I pulled what was left of me together and slowly stood to face whatever had come to drag me off to wherever I belonged in this strange realm. Magic was contained in the soul, but I had no idea if it stayed with you when you died. I raised my head, bringing my hands up in front of me ready to defend myself.
“I told you it was Luna,” a familiar voice from the past said to my right. “I would recognise her energy anywhere.”
From the shadows a figure emerged, and every thought in my head silenced. Mother priestess had taken me under her tutelage, and created a family for me when I had been taken from my biological one.
“You sacrificed yourself for us,” I said, involuntarily moving forward. The thought of her being set upon by Balor and his jackal priests had haunted me for years.
A half smile curved her lips. “Life is just a season, and we all have a role to play. Mine was to protect the key players in the upcoming magical war.” She reached her hand to touch me. “And that moment is now here.”
“I’m dead,” I replied, slowly looking behind her and seeing other familiar faces. Some of them from the temple all those years ago, others that were lost when humans had hunted us into near extinction.
“The soul lives on,” she replied, taking my arm and leading me away from the place I had found to hide. “That is what Balor and his men never understood. He thought he consumedour souls and took our powers when all he truly did was borrow them. Come.”
I had no idea where they were taking me but anywhere was better than being alone.
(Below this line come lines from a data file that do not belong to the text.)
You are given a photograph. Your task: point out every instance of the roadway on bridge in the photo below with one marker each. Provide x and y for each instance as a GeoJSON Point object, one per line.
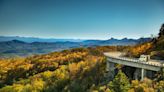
{"type": "Point", "coordinates": [120, 55]}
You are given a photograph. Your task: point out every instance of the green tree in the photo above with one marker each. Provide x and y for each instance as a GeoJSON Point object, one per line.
{"type": "Point", "coordinates": [120, 83]}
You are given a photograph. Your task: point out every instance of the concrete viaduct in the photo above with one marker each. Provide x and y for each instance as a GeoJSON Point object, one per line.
{"type": "Point", "coordinates": [141, 66]}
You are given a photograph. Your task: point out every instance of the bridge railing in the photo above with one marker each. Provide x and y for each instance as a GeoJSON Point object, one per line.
{"type": "Point", "coordinates": [138, 61]}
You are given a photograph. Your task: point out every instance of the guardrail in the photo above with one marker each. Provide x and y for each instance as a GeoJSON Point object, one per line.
{"type": "Point", "coordinates": [138, 61]}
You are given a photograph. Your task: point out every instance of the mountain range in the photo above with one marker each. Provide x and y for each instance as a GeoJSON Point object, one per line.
{"type": "Point", "coordinates": [23, 46]}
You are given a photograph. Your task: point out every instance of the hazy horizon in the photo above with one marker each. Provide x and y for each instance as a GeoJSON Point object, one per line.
{"type": "Point", "coordinates": [81, 19]}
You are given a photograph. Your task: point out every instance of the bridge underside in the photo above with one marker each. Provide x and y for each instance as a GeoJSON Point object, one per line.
{"type": "Point", "coordinates": [131, 72]}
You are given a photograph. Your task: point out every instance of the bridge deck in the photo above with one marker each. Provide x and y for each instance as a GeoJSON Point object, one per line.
{"type": "Point", "coordinates": [119, 55]}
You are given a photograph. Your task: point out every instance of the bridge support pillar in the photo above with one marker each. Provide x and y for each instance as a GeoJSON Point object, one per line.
{"type": "Point", "coordinates": [136, 74]}
{"type": "Point", "coordinates": [143, 74]}
{"type": "Point", "coordinates": [110, 68]}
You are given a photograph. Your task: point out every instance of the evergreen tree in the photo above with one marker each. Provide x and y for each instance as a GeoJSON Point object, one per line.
{"type": "Point", "coordinates": [120, 83]}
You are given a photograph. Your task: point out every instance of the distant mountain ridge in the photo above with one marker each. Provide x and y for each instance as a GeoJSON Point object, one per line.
{"type": "Point", "coordinates": [21, 48]}
{"type": "Point", "coordinates": [35, 39]}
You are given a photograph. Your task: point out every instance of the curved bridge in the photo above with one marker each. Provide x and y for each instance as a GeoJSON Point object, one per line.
{"type": "Point", "coordinates": [117, 58]}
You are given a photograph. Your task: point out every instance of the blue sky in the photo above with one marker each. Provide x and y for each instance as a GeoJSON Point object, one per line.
{"type": "Point", "coordinates": [81, 19]}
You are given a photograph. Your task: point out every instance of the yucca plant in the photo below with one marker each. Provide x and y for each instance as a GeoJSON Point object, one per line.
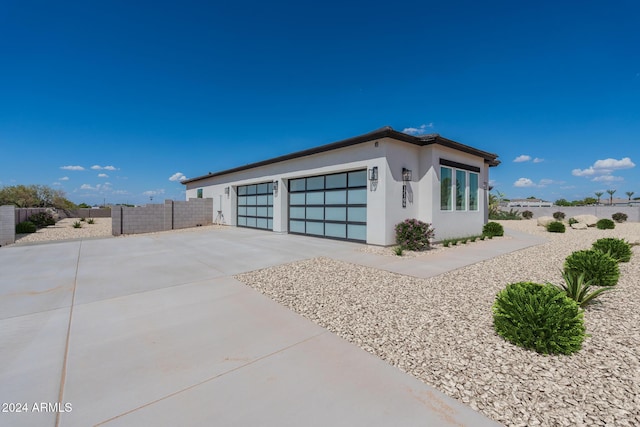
{"type": "Point", "coordinates": [577, 288]}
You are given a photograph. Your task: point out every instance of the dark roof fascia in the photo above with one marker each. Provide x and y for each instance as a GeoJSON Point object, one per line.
{"type": "Point", "coordinates": [385, 132]}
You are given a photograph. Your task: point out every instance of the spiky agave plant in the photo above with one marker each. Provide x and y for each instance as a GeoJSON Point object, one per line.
{"type": "Point", "coordinates": [577, 288]}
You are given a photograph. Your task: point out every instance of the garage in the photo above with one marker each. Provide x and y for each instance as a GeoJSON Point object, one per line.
{"type": "Point", "coordinates": [255, 206]}
{"type": "Point", "coordinates": [332, 206]}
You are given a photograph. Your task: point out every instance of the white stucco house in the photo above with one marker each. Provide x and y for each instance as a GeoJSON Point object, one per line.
{"type": "Point", "coordinates": [357, 189]}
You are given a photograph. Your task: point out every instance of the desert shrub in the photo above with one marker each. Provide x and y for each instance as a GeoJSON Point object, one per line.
{"type": "Point", "coordinates": [26, 227]}
{"type": "Point", "coordinates": [578, 289]}
{"type": "Point", "coordinates": [491, 229]}
{"type": "Point", "coordinates": [539, 317]}
{"type": "Point", "coordinates": [605, 224]}
{"type": "Point", "coordinates": [618, 249]}
{"type": "Point", "coordinates": [42, 219]}
{"type": "Point", "coordinates": [598, 267]}
{"type": "Point", "coordinates": [619, 217]}
{"type": "Point", "coordinates": [414, 235]}
{"type": "Point", "coordinates": [556, 227]}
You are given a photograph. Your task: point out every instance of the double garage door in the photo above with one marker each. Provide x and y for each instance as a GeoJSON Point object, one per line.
{"type": "Point", "coordinates": [332, 206]}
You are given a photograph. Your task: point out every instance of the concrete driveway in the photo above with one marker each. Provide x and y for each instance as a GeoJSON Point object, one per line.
{"type": "Point", "coordinates": [153, 330]}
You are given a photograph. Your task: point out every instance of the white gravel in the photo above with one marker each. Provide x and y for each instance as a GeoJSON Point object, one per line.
{"type": "Point", "coordinates": [440, 330]}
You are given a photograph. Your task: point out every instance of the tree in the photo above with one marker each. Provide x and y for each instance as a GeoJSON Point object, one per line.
{"type": "Point", "coordinates": [598, 195]}
{"type": "Point", "coordinates": [34, 196]}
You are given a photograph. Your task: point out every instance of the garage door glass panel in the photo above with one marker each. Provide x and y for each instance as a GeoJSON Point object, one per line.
{"type": "Point", "coordinates": [256, 208]}
{"type": "Point", "coordinates": [333, 206]}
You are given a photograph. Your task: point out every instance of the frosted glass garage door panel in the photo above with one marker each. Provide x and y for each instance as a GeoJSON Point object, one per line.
{"type": "Point", "coordinates": [358, 214]}
{"type": "Point", "coordinates": [356, 232]}
{"type": "Point", "coordinates": [315, 228]}
{"type": "Point", "coordinates": [335, 230]}
{"type": "Point", "coordinates": [296, 226]}
{"type": "Point", "coordinates": [358, 196]}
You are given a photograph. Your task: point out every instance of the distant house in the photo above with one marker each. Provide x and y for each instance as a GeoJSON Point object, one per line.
{"type": "Point", "coordinates": [529, 203]}
{"type": "Point", "coordinates": [357, 189]}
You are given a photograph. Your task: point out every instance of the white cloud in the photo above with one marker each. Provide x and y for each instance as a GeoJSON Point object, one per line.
{"type": "Point", "coordinates": [421, 130]}
{"type": "Point", "coordinates": [522, 158]}
{"type": "Point", "coordinates": [178, 176]}
{"type": "Point", "coordinates": [604, 167]}
{"type": "Point", "coordinates": [607, 178]}
{"type": "Point", "coordinates": [524, 182]}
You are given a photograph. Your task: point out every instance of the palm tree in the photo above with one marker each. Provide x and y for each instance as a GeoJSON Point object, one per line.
{"type": "Point", "coordinates": [598, 194]}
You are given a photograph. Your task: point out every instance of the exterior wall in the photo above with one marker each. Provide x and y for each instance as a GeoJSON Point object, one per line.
{"type": "Point", "coordinates": [384, 198]}
{"type": "Point", "coordinates": [633, 212]}
{"type": "Point", "coordinates": [160, 217]}
{"type": "Point", "coordinates": [7, 225]}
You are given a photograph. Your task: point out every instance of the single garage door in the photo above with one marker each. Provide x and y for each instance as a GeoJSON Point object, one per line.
{"type": "Point", "coordinates": [255, 206]}
{"type": "Point", "coordinates": [332, 206]}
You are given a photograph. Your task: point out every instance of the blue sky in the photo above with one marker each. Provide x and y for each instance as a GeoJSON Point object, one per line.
{"type": "Point", "coordinates": [139, 93]}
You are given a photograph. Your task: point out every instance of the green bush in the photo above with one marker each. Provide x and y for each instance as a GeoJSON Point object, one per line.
{"type": "Point", "coordinates": [577, 289]}
{"type": "Point", "coordinates": [26, 227]}
{"type": "Point", "coordinates": [42, 219]}
{"type": "Point", "coordinates": [491, 229]}
{"type": "Point", "coordinates": [619, 217]}
{"type": "Point", "coordinates": [414, 235]}
{"type": "Point", "coordinates": [618, 249]}
{"type": "Point", "coordinates": [599, 268]}
{"type": "Point", "coordinates": [539, 317]}
{"type": "Point", "coordinates": [558, 215]}
{"type": "Point", "coordinates": [605, 224]}
{"type": "Point", "coordinates": [556, 227]}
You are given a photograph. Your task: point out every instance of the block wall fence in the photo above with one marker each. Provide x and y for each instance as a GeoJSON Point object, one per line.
{"type": "Point", "coordinates": [171, 215]}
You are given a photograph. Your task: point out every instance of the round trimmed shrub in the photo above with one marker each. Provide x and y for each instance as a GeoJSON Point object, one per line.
{"type": "Point", "coordinates": [414, 235]}
{"type": "Point", "coordinates": [619, 249]}
{"type": "Point", "coordinates": [556, 227]}
{"type": "Point", "coordinates": [619, 217]}
{"type": "Point", "coordinates": [558, 215]}
{"type": "Point", "coordinates": [605, 224]}
{"type": "Point", "coordinates": [25, 227]}
{"type": "Point", "coordinates": [597, 266]}
{"type": "Point", "coordinates": [539, 317]}
{"type": "Point", "coordinates": [493, 229]}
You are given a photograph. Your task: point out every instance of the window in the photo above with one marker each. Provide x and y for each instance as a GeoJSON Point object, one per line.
{"type": "Point", "coordinates": [446, 182]}
{"type": "Point", "coordinates": [461, 189]}
{"type": "Point", "coordinates": [465, 186]}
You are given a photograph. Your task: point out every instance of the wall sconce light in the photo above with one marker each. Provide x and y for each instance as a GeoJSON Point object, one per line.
{"type": "Point", "coordinates": [373, 174]}
{"type": "Point", "coordinates": [406, 174]}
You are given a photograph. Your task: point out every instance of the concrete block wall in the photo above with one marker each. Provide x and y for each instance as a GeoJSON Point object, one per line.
{"type": "Point", "coordinates": [7, 225]}
{"type": "Point", "coordinates": [161, 217]}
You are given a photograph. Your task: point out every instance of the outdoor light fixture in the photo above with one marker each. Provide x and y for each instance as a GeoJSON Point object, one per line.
{"type": "Point", "coordinates": [373, 174]}
{"type": "Point", "coordinates": [406, 174]}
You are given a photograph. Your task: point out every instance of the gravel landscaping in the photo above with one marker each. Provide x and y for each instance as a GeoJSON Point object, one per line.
{"type": "Point", "coordinates": [440, 329]}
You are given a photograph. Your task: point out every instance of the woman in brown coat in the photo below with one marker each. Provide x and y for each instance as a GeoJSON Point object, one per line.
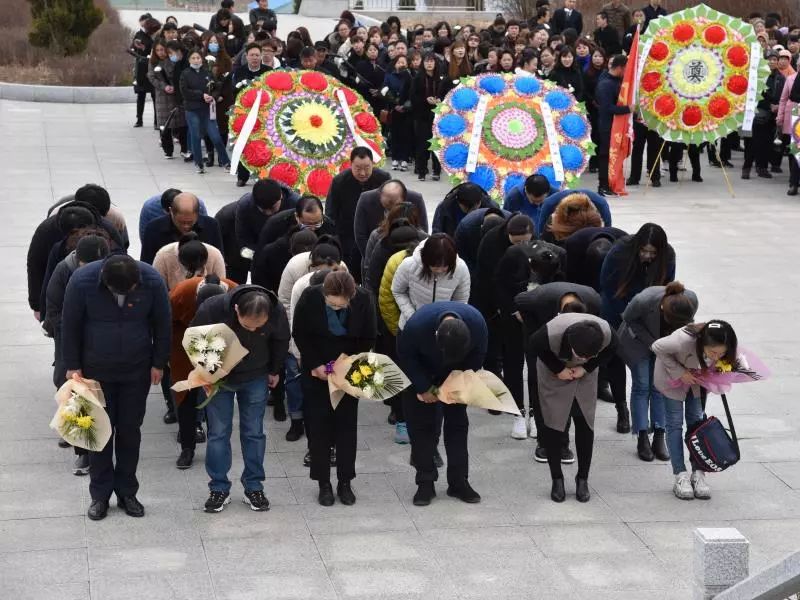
{"type": "Point", "coordinates": [184, 299]}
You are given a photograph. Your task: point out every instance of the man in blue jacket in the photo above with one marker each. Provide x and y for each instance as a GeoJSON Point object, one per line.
{"type": "Point", "coordinates": [437, 339]}
{"type": "Point", "coordinates": [528, 197]}
{"type": "Point", "coordinates": [606, 95]}
{"type": "Point", "coordinates": [115, 328]}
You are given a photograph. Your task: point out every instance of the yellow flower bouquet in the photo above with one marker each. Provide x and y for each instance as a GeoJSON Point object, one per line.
{"type": "Point", "coordinates": [81, 418]}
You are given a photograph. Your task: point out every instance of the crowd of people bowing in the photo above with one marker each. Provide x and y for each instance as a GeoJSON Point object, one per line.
{"type": "Point", "coordinates": [546, 279]}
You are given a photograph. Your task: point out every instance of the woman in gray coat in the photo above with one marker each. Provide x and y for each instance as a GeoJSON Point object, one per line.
{"type": "Point", "coordinates": [569, 349]}
{"type": "Point", "coordinates": [678, 358]}
{"type": "Point", "coordinates": [653, 313]}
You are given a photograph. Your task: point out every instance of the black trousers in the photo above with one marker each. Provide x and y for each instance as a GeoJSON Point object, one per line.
{"type": "Point", "coordinates": [423, 132]}
{"type": "Point", "coordinates": [141, 98]}
{"type": "Point", "coordinates": [641, 136]}
{"type": "Point", "coordinates": [126, 402]}
{"type": "Point", "coordinates": [423, 429]}
{"type": "Point", "coordinates": [676, 155]}
{"type": "Point", "coordinates": [584, 445]}
{"type": "Point", "coordinates": [328, 428]}
{"type": "Point", "coordinates": [513, 355]}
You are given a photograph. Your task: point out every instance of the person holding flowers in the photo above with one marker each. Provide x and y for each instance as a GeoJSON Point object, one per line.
{"type": "Point", "coordinates": [329, 320]}
{"type": "Point", "coordinates": [681, 360]}
{"type": "Point", "coordinates": [259, 322]}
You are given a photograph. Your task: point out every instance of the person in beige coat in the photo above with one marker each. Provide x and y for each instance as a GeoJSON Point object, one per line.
{"type": "Point", "coordinates": [179, 261]}
{"type": "Point", "coordinates": [679, 357]}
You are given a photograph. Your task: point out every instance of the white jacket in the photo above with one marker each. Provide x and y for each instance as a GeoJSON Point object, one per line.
{"type": "Point", "coordinates": [411, 290]}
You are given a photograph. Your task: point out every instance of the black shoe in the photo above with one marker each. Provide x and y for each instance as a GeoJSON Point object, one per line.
{"type": "Point", "coordinates": [326, 494]}
{"type": "Point", "coordinates": [345, 493]}
{"type": "Point", "coordinates": [557, 491]}
{"type": "Point", "coordinates": [185, 459]}
{"type": "Point", "coordinates": [660, 445]}
{"type": "Point", "coordinates": [256, 500]}
{"type": "Point", "coordinates": [623, 420]}
{"type": "Point", "coordinates": [296, 430]}
{"type": "Point", "coordinates": [216, 501]}
{"type": "Point", "coordinates": [98, 510]}
{"type": "Point", "coordinates": [464, 492]}
{"type": "Point", "coordinates": [279, 412]}
{"type": "Point", "coordinates": [582, 490]}
{"type": "Point", "coordinates": [643, 448]}
{"type": "Point", "coordinates": [604, 393]}
{"type": "Point", "coordinates": [425, 493]}
{"type": "Point", "coordinates": [131, 506]}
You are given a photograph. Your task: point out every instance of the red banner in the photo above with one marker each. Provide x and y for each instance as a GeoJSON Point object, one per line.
{"type": "Point", "coordinates": [622, 126]}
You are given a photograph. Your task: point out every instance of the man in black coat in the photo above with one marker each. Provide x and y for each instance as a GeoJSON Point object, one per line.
{"type": "Point", "coordinates": [116, 328]}
{"type": "Point", "coordinates": [340, 204]}
{"type": "Point", "coordinates": [184, 216]}
{"type": "Point", "coordinates": [566, 18]}
{"type": "Point", "coordinates": [537, 307]}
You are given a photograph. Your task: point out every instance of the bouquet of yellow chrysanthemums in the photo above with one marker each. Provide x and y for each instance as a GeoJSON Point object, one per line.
{"type": "Point", "coordinates": [81, 418]}
{"type": "Point", "coordinates": [368, 376]}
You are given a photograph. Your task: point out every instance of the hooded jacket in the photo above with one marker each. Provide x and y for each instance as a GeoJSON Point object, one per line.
{"type": "Point", "coordinates": [267, 346]}
{"type": "Point", "coordinates": [412, 291]}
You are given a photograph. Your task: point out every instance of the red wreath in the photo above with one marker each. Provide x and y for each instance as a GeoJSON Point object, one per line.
{"type": "Point", "coordinates": [737, 85]}
{"type": "Point", "coordinates": [257, 153]}
{"type": "Point", "coordinates": [279, 80]}
{"type": "Point", "coordinates": [285, 173]}
{"type": "Point", "coordinates": [366, 122]}
{"type": "Point", "coordinates": [692, 115]}
{"type": "Point", "coordinates": [313, 81]}
{"type": "Point", "coordinates": [319, 181]}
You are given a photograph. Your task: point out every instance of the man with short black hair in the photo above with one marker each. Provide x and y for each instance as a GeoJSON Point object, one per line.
{"type": "Point", "coordinates": [116, 328]}
{"type": "Point", "coordinates": [340, 204]}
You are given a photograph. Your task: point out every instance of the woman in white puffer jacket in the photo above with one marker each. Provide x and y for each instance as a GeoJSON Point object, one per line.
{"type": "Point", "coordinates": [434, 273]}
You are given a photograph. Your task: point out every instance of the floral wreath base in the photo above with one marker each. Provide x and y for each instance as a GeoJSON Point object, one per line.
{"type": "Point", "coordinates": [301, 137]}
{"type": "Point", "coordinates": [695, 77]}
{"type": "Point", "coordinates": [514, 142]}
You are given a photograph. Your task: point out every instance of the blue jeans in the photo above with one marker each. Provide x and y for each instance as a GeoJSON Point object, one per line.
{"type": "Point", "coordinates": [199, 126]}
{"type": "Point", "coordinates": [252, 397]}
{"type": "Point", "coordinates": [675, 411]}
{"type": "Point", "coordinates": [644, 396]}
{"type": "Point", "coordinates": [294, 391]}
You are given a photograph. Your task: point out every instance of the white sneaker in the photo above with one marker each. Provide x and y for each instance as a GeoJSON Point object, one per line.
{"type": "Point", "coordinates": [519, 430]}
{"type": "Point", "coordinates": [701, 489]}
{"type": "Point", "coordinates": [683, 487]}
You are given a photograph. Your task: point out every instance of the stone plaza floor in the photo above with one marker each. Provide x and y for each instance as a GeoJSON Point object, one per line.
{"type": "Point", "coordinates": [632, 541]}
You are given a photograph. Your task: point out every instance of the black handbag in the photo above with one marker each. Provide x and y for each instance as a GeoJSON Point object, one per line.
{"type": "Point", "coordinates": [710, 446]}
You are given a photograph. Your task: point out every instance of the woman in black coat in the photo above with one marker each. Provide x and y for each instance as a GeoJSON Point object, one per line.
{"type": "Point", "coordinates": [331, 319]}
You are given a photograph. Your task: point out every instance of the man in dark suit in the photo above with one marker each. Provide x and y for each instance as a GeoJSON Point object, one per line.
{"type": "Point", "coordinates": [566, 18]}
Two red moons hung low in the sky, casting a dull light across the barren landscape. Red rivers ran in crooked lines in the distance, and a faint smell of sulphur hung in the air.
I felt the pressure against me as we walked through a spell. A large black structure had been cloaked, but magic emanated from every brick it had been created from.
“No one will find you here,” Mother priestess said. “This place was started long before I arrived by one of the ancestors of the greatest magical line. She knew we would need somewhere safe in this midnight realm. We have healing potions here that tend to the wounds left on our souls.”
My hand automatically covered the area on my abdomen that still oozed a black liquid. “Aisha hit me with a death curse,” I replied. “She was aiming at my mate.”
Mother priestess merely nodded, and I had the feeling that she already knew the details of how I ended up here. “She was a talented witch, but she never understood that to cast light magic you had to be selfless. That ego had no place in our magic.”
I slowed and she glanced back at me. “She is my sister.”
“Sometimes family members are put into our lives to teach us a lesson that only they can because they are given a level of trust that no one receives during our lifetimes.” Her gaze dropped to the injury on my side. “And she will realise that those spells were forbidden for a reason, and not just because someone ends up dead.”
She started walking again and I followed her, crossing the threshold, and sensing another layer of protection. I never expected to find a place for lost witches in Purgatory, and in allthe years I had studied magic, I had never heard any whispers from those who had travelled here.